Feedback from staff is very positive and we can conclude that high specialists’, areas such as an operating room, can be built with a modular technique and have a supporting sound environment if the acoustic outcome is well catered for. As we can see an increase in these building techniques we need to have a clear picture of how their choice of material will influence the work environment and fulfillment of acoustic regulations, using more acoustic parameters than only reverberation time seems like a responsible way to go.



[1]. IJ. Busch-Vishniac, JE. West, C. Barnhill, T. Hunter, D. Orellana, R. Chivukula: Noise levels in Johns Hopkins Hospital. J Acoust Soc Am. 2005;118:3629–3645.

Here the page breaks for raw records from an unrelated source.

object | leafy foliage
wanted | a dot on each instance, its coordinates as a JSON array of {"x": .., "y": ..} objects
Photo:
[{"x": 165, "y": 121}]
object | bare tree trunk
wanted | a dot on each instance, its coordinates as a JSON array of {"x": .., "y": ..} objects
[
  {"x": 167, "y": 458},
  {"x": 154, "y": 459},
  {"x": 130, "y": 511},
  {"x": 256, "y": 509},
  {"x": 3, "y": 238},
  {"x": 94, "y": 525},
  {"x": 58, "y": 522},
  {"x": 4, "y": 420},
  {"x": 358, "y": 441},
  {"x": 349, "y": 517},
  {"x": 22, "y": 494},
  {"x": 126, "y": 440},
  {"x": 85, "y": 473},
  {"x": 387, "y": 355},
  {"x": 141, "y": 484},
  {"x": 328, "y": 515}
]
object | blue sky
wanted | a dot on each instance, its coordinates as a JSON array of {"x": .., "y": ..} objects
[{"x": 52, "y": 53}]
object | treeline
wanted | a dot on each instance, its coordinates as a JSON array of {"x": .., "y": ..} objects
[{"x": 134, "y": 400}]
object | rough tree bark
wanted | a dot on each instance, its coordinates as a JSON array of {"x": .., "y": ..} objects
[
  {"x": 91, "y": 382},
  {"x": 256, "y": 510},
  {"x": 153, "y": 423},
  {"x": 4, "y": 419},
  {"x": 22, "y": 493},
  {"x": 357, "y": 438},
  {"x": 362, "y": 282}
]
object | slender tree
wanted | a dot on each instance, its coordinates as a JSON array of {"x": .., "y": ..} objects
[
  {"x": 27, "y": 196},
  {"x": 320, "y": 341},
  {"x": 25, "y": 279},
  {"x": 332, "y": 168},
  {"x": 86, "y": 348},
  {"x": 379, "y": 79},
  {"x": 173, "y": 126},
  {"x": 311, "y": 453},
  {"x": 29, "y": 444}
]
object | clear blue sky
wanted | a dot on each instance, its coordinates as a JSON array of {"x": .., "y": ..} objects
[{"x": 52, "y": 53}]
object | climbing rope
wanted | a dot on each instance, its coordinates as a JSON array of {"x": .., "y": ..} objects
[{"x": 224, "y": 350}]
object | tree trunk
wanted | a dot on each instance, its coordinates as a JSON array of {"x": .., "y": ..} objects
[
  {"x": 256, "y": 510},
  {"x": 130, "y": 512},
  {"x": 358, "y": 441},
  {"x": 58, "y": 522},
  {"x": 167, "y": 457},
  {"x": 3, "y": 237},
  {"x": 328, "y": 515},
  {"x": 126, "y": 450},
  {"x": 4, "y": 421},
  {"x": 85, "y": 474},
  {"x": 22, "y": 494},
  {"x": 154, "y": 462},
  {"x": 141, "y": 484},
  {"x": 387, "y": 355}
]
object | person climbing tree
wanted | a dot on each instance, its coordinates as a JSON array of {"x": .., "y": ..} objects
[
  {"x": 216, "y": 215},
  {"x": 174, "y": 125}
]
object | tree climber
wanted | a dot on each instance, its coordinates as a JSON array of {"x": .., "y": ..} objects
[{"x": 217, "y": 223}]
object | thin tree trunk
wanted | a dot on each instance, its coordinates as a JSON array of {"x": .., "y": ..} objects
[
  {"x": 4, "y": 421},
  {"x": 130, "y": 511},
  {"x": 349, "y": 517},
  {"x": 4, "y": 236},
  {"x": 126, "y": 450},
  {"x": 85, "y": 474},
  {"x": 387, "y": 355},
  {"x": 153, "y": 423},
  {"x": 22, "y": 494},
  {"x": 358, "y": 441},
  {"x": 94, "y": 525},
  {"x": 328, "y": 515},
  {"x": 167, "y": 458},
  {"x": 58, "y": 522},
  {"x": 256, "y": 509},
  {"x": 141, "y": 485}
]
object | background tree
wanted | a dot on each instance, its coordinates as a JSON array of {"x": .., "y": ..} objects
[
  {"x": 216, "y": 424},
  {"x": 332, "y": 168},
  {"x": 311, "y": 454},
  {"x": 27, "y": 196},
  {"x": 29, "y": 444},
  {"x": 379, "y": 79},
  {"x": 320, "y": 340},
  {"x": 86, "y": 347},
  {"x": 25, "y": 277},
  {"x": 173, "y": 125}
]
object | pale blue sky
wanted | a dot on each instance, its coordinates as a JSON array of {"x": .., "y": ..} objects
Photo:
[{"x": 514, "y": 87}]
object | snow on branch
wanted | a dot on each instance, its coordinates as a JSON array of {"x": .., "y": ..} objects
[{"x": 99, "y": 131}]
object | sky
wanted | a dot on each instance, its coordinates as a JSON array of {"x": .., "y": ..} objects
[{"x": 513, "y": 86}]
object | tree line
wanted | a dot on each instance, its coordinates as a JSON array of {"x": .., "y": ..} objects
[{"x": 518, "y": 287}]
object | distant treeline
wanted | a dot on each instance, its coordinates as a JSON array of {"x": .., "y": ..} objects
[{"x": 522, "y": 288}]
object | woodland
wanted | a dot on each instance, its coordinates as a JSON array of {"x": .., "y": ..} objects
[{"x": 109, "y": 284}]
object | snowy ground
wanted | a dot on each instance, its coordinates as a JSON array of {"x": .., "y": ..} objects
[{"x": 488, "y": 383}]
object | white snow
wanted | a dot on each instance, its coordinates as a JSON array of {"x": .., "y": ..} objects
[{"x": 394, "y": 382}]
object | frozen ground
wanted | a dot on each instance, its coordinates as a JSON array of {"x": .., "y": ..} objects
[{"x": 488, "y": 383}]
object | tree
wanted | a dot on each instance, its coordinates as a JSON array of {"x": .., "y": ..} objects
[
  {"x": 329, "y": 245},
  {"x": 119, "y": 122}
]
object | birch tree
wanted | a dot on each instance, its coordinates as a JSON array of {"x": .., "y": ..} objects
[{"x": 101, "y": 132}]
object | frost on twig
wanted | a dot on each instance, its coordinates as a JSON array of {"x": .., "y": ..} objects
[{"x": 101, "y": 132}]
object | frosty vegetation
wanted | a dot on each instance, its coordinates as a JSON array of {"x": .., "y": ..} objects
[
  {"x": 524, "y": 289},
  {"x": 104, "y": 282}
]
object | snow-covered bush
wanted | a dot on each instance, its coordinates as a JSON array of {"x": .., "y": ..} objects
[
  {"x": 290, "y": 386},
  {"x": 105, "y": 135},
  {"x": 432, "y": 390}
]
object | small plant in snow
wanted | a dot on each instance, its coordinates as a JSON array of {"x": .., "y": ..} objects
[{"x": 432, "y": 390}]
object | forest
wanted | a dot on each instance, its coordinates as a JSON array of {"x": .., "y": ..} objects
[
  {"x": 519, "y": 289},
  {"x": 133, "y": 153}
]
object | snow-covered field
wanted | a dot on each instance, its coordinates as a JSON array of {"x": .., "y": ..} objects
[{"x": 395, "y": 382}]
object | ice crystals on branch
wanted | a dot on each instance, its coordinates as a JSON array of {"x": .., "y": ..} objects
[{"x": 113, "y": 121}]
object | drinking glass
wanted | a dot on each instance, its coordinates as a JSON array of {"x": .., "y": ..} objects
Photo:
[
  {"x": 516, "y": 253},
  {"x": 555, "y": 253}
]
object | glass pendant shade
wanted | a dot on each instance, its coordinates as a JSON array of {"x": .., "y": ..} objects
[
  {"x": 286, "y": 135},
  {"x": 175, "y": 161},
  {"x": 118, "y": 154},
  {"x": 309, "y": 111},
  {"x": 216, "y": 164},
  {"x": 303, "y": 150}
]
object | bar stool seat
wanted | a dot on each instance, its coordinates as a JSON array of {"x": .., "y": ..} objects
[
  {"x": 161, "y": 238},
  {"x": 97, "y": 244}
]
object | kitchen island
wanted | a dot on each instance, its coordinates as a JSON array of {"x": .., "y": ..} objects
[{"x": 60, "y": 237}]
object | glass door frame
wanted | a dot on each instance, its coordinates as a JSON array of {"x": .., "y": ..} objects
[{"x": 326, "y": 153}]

[2]. Sentinel Event Alert Issue 50: “Medical device alarm safety in hospitals” A complimentary publication of Issue 50.The Joint Commission, 2013.

[3]. EE. Ryherd, S. Okcu, J. Ackerman, C. Zimring, K. Persson Waye: “Noise pollution in hospitals: Impacts on staff”, J. Clin. Out. Mgmt. 2012, vol 19, no 11, p491-500

[4]. Engelmann CR, Neis JP, Kirschbaum C, Grote G, Ure BM. A noise reduction program in a pediatric operation theatre is associated with surgeon’s benefits and a reduced rate of complications: a prospective controlled clinical trial. Ann Surg. 2014;259:1025–1033.

[5]. MacLeod M, Dunn J, Busch-Vishniac IJ, West JE, Reedy A. Quieting Weinberg 5C: a case study in hospital noise control. J Acoust Soc Am. 2007;121:3501–3508.

[6]. Blomkvist V, Eriksen CA, Theorell T, Ulrich R, Rasmanis G. Acoustics and psychosocial environment in intensive coronary care. Occup Environ Med. 2005;62:e1.

[7]. ISO 14644-1:2015. Cleanrooms and associated controlled environments – Part 1: Classification of air cleanliness by particle concentration.

[8]. Swedish Standard Institute. SS 25268:2007 Acoustics – Sound classification of spaces in buildings –Institutional premises, rooms for education, preschools, and leisure-time centers, rooms for office work and hotels

[9]. SS-EN 60268-16:2020. Ljudanläggningar – Del 16: Objektiv bedömning av taluppfattbarhet med hjälp av talöverföringsindex.